Before she thought about what she was doing, she leaned toward him, her body alive to his presence and, as if of its own accord, seeking more warmth and contact. Cathal’s hand on her wrist went still in response, and she heard him make a sound low in his throat, not quite a hum but not yet a growl.

When he let go of her hand, she opened her eyes. Cathal hadn’t drawn back. He stood a few inches from her still, and she was staring at the hollow of his neck, where his collar parted to show pale skin. Sophia couldn’t make herself lift her eyes to his face. Her own cheeks were already starting to flame, both with embarrassment and with the desire that she could neither deny nor banish. She didn’t want to read rejection in his eyes, and God forbid she see kindness there.

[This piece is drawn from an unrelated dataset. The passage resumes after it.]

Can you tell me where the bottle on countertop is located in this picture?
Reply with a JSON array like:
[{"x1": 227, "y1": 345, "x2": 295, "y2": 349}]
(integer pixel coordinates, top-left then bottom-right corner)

When he took her hand again, this time to wrap it in bandages, Sophia made herself stand very still and think about formulas. That didn’t work entirely, but it kept her from doing anything else foolish, even if she was far too aware of every brush of his skin against hers. As he knotted the bandage, she tried to think of a single dignified thing to say—and couldn’t.

Then she realized that Cathal still held her hand, his fingers light around hers. He did step back as she watched, but only so that he could bow low over it, then brush his lips over her knuckles. It was only a second, but the feeling ran through Sophia like flame itself, taking the breath from her lungs.

“I don’t ask that you injure yourself in my service,” he said, “but you have my deepest gratitude, lady.”

The words were polite—more courtly, even, than she would have expected. His voice was rough, though, and his eyes blazed green into hers.

Don’t assume, Sophia told herself. If you’re wrong, you’re embarrassed—and if you’re right, you’re in far over your head.

She cleared her throat. “Be grateful once we’ve seen the results,” she said.